Archive for the ‘White Trash’ Category

Wednes­day Hearts One-Lin­ers

White trash woman to an­gry boyfriend: Stop! I’m in my car and I love my­self! I love my­self! Fuck you if you don’t love your­self! Tyra says to love your­self, and I love my­self!

–49th & 11th

Con­duc­tor: Pas­sen­gers, as you all know the New Haven line is known as the Love Line, be­cause of our red col­ors and red sched­ules. For Valen­tine’s Day why not buy a loved one a tick­et? Noth­ing says “I love you” like a Metro North tick­et! Imag­ine the look on your moth­er-in-law’s face when she opens up her present to find a one way trip to Man­hat­tan!

–Metro North Train

Soror­i­ty girl: And this is a list of all the girls who love Jell‑o.

–St. John’s Uni­ver­si­ty

Over­heard by: Pe­ter G

Guy on Blue­tooth: What did I say? I said I love you and you did­n’t fuck­ing say any­thing back. What the fuck am I sup­posed to do with that?

–Jack­son Heights

Ex­cit­ed black guy to friend: Damn! I think I’m in love, she’s like the whole pack­age! She’s pret­ty, she’s fuck­able, and she can cook!

–A Train

Over­heard by: Tim

Lit­tle boy leav­ing the church: Bye, Je­sus! I love you!

–River­side Church

Over­heard by: Stephanie

What Self-Re­spect­ing New York­er Can’t Dis­tin­guish Be­tween a Pot­head and a Crack­head?

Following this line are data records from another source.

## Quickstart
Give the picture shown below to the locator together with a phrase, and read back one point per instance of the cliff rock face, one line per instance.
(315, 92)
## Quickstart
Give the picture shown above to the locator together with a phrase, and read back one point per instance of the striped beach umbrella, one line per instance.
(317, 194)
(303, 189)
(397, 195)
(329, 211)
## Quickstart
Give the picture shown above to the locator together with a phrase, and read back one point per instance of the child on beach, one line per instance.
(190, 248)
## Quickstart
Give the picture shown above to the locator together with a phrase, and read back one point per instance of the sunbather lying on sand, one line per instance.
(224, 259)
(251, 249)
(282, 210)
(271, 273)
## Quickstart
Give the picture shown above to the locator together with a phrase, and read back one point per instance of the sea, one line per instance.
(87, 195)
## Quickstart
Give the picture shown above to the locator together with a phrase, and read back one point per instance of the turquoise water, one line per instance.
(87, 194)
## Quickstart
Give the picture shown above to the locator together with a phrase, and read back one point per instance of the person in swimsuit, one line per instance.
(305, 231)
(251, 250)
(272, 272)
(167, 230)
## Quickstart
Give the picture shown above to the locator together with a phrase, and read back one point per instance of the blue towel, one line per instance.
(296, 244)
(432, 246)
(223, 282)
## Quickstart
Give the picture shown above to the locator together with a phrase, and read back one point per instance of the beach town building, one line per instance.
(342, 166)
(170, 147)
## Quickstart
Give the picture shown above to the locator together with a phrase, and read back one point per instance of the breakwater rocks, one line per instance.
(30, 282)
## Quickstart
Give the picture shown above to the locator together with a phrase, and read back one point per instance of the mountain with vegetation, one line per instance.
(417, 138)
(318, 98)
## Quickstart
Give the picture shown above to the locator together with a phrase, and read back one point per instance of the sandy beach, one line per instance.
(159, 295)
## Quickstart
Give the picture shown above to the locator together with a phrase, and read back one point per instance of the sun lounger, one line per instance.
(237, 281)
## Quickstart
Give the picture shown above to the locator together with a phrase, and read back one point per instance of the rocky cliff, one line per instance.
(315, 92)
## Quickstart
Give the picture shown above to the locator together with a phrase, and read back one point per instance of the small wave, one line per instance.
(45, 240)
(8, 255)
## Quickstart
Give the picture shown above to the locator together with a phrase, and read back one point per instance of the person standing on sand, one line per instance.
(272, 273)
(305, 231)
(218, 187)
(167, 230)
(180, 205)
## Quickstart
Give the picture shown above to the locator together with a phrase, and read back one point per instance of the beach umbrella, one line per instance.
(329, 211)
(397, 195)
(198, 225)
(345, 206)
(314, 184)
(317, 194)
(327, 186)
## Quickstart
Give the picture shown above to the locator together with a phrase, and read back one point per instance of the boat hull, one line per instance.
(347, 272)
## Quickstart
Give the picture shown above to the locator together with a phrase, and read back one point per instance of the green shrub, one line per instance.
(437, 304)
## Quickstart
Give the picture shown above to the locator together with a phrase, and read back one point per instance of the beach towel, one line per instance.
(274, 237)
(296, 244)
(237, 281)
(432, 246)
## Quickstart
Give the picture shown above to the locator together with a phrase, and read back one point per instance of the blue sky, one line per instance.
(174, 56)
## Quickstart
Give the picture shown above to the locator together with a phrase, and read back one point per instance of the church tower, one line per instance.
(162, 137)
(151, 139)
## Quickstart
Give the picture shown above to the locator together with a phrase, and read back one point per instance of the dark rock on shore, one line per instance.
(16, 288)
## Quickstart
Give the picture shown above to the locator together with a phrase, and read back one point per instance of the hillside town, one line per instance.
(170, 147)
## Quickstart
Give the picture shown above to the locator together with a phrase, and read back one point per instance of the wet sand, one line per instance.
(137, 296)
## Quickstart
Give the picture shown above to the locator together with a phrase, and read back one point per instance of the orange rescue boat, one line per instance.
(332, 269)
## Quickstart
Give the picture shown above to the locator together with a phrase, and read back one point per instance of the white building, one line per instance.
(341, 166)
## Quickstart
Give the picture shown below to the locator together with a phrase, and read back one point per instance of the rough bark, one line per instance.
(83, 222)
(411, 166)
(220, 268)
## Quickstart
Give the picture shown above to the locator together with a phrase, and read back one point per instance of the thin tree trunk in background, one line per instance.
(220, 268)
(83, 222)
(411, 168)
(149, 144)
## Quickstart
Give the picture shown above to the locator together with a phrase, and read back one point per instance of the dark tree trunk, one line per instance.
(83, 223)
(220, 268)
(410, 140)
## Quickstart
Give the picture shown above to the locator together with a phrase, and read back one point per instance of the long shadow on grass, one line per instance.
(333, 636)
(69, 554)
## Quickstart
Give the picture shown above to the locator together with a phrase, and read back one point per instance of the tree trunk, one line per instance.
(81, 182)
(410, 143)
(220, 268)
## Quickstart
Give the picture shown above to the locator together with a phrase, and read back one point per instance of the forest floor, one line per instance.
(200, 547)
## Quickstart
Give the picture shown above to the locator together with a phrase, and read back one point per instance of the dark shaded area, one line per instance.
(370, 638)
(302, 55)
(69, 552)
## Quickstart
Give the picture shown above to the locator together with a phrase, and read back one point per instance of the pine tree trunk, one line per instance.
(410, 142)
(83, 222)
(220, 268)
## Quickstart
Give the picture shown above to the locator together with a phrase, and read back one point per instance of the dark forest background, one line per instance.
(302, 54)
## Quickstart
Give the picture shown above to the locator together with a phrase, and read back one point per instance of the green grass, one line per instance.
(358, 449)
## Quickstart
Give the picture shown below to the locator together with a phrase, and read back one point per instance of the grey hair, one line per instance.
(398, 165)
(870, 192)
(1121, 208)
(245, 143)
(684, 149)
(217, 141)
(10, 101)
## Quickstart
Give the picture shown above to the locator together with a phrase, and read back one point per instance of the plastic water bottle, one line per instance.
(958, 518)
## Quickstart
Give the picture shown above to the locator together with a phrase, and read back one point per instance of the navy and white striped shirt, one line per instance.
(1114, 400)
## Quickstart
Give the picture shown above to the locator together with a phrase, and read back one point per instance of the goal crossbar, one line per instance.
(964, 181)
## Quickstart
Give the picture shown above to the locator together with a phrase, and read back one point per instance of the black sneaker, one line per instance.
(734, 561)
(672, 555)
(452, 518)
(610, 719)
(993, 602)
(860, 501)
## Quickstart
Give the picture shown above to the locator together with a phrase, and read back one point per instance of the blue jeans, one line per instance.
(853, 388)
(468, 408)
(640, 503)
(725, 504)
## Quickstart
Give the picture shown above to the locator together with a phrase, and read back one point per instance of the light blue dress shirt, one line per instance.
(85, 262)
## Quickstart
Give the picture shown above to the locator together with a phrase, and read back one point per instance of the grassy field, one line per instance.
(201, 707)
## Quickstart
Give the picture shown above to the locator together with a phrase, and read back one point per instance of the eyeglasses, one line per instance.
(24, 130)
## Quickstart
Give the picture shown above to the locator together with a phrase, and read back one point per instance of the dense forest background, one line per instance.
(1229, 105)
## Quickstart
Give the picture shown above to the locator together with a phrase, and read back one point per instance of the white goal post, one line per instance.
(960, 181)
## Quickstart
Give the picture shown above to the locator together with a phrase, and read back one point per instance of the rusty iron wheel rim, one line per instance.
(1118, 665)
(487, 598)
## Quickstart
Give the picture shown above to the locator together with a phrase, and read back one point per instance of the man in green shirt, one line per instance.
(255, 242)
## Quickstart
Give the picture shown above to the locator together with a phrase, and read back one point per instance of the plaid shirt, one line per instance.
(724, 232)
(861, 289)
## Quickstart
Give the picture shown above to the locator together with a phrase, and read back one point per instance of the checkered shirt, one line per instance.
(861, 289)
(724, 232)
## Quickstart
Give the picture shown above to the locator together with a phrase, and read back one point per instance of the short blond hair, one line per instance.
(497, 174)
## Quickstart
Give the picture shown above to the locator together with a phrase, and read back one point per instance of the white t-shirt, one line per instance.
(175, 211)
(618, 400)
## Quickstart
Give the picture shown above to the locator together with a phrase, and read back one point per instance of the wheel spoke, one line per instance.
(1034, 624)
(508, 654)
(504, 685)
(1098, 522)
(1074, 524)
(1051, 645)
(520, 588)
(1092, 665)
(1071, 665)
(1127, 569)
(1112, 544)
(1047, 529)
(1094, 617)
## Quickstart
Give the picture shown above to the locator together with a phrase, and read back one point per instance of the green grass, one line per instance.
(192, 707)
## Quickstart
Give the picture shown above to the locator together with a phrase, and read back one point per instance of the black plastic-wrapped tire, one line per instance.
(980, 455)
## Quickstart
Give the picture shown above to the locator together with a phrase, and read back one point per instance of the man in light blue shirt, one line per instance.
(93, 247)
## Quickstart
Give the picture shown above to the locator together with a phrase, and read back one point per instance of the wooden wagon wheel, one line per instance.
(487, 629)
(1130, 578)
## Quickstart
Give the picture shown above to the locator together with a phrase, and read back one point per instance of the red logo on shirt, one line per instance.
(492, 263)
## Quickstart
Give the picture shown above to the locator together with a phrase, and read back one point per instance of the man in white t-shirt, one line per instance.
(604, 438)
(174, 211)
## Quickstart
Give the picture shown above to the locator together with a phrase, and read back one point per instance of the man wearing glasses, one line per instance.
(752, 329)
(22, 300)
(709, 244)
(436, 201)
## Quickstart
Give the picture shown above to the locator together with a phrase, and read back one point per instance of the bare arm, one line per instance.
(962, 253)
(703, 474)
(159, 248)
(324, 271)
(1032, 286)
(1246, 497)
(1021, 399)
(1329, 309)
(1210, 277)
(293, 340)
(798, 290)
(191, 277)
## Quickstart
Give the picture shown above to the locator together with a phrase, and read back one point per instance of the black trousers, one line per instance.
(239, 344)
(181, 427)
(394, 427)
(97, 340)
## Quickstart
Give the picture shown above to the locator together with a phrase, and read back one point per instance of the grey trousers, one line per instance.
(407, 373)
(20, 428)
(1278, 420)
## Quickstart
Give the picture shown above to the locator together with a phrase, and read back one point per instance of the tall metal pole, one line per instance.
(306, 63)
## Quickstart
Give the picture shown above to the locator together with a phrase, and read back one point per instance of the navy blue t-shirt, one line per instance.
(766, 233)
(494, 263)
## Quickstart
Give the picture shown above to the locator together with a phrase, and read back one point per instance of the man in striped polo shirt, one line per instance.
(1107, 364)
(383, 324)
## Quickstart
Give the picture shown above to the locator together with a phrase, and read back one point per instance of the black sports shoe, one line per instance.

White trash girl, look­ing out of bus win­dow: Look at Ed*. He looks like a fuck­ing lum­ber­jack. He needs a shave.
White trash guy: That Ed* ‑he’s a fuck­ing crack­head.
White trash girl: I thought he smoked pot?
White trash guy: Crack, pot ‑what’s the dif­fer­ence?
Hip­ster guy sit­ting be­hind them: Ex­cuse me, I’m Ed*‘s best friend. He’s def­i­nite­ly a pot­head. He nev­er does crack. But he does look like a lum­ber­jack.

–Q54 Bus

Wednes­day One-Lin­ers Come un­der Fire from the FCC

Girl on cell: I have that fresh­ly fucked feel­ing.

–The Gap, Ben­son­hurst

La­dy on cell: Do you re­mem­ber the guy who used to be in Grand Cen­tral all the time? The one with the doll… The doll he would fuck. He and the doll would do a fuck dance. He had it strapped to him at all times.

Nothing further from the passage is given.